Собрание сочинений.Том 3.
Шрифт:
Но в этот вечер — а за напряженной работой, прерываемой многочисленными почтительными и дружескими поздравлениями с днем рождения, время проходило очень быстро — К. собирался сразу пойти домой. Он думал об этом каждый раз, как только отрывался ненадолго от работы; он не знал точно, что он имеет в виду, но ему казалось, что эти утренние происшествия вызвали какой-то большой беспорядок во всей квартире фрау Грубах, и, чтобы вернуть все на свои места, его сейчас там не хватает — только его. А когда порядок будет восстановлен, тогда все следы этих происшествий будут стерты и все снова пойдет по-прежнему.
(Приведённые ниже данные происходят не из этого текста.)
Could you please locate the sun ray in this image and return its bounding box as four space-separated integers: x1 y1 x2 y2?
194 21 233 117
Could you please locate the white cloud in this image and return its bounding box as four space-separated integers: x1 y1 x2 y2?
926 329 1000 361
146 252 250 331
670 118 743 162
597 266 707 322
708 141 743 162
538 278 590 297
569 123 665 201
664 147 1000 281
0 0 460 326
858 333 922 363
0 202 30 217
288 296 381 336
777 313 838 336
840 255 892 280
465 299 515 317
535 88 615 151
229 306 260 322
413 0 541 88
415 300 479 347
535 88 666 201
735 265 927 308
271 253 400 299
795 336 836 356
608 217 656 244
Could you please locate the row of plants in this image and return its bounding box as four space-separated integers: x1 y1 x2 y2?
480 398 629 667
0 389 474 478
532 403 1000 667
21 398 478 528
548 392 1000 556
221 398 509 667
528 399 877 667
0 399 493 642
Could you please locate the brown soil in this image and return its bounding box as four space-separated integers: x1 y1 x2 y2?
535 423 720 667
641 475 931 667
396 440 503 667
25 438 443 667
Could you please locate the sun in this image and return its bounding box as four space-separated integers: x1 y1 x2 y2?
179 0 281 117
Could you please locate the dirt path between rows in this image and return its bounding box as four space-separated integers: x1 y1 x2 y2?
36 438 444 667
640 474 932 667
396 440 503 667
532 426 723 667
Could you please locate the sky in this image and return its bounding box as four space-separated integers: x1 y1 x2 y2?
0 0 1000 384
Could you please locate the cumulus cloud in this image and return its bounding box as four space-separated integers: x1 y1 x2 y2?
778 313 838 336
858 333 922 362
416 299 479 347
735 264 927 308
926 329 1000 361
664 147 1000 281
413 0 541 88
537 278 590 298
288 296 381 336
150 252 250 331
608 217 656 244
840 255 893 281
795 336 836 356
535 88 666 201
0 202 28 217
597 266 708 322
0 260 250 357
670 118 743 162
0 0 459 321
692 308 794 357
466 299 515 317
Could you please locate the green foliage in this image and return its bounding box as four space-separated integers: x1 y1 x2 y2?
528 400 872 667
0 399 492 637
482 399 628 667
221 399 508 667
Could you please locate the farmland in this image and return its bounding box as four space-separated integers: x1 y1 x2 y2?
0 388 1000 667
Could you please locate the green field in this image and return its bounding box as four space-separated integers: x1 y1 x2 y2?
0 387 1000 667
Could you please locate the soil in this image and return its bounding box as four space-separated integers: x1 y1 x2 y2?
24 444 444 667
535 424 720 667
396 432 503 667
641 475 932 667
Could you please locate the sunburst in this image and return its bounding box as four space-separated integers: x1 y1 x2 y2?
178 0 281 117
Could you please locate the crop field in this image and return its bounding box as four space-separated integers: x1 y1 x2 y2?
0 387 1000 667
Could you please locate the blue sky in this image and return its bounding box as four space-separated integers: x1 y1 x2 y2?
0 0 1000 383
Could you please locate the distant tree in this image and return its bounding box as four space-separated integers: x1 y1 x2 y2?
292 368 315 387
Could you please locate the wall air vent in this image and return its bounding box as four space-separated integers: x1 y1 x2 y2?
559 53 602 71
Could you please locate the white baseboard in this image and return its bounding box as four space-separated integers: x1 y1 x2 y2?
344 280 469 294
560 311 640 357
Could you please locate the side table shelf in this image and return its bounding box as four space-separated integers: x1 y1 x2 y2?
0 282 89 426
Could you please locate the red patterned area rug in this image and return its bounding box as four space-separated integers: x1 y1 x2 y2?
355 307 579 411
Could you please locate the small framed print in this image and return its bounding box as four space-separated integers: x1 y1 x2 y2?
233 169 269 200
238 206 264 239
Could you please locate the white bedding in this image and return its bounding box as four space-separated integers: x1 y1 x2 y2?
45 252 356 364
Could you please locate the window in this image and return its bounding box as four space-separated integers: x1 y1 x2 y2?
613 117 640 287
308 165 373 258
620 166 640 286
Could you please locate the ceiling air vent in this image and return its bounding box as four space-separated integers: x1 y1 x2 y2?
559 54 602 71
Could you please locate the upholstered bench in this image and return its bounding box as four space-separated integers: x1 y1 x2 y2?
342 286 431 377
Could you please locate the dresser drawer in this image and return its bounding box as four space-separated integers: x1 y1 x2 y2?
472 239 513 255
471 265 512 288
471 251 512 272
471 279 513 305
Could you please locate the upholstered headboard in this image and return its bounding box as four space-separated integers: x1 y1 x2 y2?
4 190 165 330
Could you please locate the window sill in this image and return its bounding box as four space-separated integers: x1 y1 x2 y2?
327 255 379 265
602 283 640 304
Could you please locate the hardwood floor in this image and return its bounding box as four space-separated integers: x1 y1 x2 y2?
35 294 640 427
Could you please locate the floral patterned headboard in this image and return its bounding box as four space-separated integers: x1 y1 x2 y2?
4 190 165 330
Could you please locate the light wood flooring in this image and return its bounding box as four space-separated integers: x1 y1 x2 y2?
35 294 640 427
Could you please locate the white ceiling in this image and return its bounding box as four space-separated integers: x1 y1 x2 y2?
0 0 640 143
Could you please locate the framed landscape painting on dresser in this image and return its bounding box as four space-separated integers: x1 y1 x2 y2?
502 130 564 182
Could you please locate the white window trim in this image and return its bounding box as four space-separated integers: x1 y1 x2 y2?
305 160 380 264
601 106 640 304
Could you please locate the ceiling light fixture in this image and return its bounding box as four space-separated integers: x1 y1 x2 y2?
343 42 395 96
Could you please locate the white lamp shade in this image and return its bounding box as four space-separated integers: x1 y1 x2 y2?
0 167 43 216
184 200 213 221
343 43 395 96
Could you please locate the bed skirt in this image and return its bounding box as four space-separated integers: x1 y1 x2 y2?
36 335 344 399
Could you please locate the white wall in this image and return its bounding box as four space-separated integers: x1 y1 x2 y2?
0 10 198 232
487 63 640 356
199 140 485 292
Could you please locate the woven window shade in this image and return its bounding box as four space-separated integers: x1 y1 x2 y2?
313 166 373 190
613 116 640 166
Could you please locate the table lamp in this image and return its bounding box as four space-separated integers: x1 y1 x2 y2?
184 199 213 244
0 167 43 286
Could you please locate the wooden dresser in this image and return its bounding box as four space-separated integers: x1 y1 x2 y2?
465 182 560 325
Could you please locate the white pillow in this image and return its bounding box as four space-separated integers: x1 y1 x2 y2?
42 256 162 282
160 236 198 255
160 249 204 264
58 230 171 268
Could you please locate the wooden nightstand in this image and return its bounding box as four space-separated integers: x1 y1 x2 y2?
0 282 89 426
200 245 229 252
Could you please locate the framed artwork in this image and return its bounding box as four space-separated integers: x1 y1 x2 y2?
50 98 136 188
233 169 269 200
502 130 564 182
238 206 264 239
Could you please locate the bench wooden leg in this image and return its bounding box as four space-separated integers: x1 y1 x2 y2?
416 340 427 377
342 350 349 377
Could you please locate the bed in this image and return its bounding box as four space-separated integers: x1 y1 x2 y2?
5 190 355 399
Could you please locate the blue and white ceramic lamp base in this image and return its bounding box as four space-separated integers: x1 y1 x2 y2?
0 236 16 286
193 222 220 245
В особенности из-за этих троих клерков можно было не волноваться, они вновь исчезли в банке, растворившись в массе служащих, и никаких перемен в них не было
4
Вычеркнуто автором:
Возникшая у него мысль о том, что как раз этим он, быть может, облегчает им наблюдение за собственной персоной, которое им, возможно, поручено, показалась ему настолько смехотворной фантазией, что он закрыл лицо руками и с минуту просидел неподвижно, приводя себя в чувство. Еще несколько подобных мыслей, сказал он себе, и ты в самом деле сдуреешь. Зато после этого он еще более возвысил свой немного дрожавший голос.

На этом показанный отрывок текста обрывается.